Description

At the beginning of our research, we focused on tracing who was participating to the debate online. We found the most popular website talking about marijuana legalisation and we examined if they were always the same actors talking across all the country.

We started by taking a map of the United States and positioning each website - as a dot, coloured with his target category- within the corresponding state, once we had all the dots in place we linked all the websites - therefore dots - appearing in more than one state.

The buttons allows to see just one category at a time and the list of websites on the right side to look at each websites behaviour in the map. The websites are ordered according to their popularity. This way, we can see which are the main actors of the debate, where do they speak and how they spread across the United States.
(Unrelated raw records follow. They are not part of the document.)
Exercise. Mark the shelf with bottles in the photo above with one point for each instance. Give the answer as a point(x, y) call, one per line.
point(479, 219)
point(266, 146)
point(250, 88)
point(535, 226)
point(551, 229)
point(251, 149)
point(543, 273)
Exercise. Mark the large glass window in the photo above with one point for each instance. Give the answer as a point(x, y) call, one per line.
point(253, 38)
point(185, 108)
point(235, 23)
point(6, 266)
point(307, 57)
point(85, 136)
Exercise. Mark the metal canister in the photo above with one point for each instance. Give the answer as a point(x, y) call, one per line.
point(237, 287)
The above output is a new geography of U.S.A. when talking about marijuana legalisation.

Below the first map there are to maps that shows the most and least interconnected states. The former five states, North and South Dakota, Michigan, Delaware and Maryland have seven domain in common with the others while the latter, Tennesee and Ohio share just one domain with other states. We were looking for a pattern or some corrispondence whereas all these states share a similar legal situtation, some of them allow the medical use only of marijuana while others consider it a misdemeanour. We didn't find the pattern we expected through this protocol.
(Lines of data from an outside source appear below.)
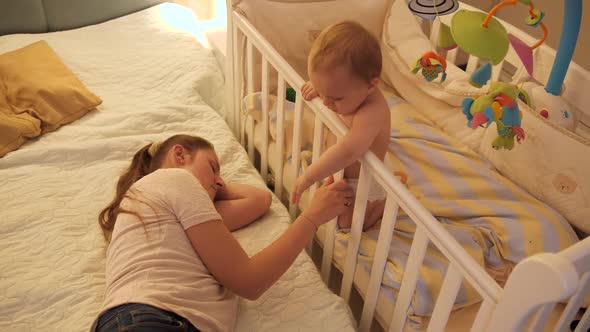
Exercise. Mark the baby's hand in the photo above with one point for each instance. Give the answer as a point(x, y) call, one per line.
point(300, 187)
point(308, 91)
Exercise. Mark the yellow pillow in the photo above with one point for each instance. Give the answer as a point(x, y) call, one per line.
point(38, 94)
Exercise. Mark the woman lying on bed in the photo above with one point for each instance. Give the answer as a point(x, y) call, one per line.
point(172, 263)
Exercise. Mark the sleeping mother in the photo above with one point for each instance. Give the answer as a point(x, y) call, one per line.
point(172, 263)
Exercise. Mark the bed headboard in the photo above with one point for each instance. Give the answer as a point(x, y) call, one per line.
point(37, 16)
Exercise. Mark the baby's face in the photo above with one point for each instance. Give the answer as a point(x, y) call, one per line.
point(339, 89)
Another finding is about the most popular websites throughout all the United States which are norml.org and thecannabist.co, both with the mission of bringing awarness and news about marijuana and its legalization in the U.S.A.

Protocol

We started our protocol searching the query “marijuana legalization” associated to all the States within the U.S. in order to retrive our actors. We gathered 10 websites for each state, a total of 500 websites, then proceeded to cluster them in the categories found in WebPulse Site Review. In excel we then created a pivot table to see the most popular website categories and selected the top five: “news”, “political”, “marijuana”, “government” and “reference”; we assigned one color for each of them.

Data

Timestamp: 01/12/2016 - 05/12/2016

Data source: Google, Webscraper, WebPulse site review

The datas are one Excel file with one sheet for each State containing the 10 wesites retrieved with the scraping. The informations contained for each website are its title, href link, domain, category and keywords. There are also other 10 websites for each state downloaded just to be sure to have at least 10 usable links.

The other Excel file contains all the 10 websites for each state in one sheet, then there's a pivot table that counts how many websites for each category and another sheet that is the result of the websites associated to each state just of the selected categories.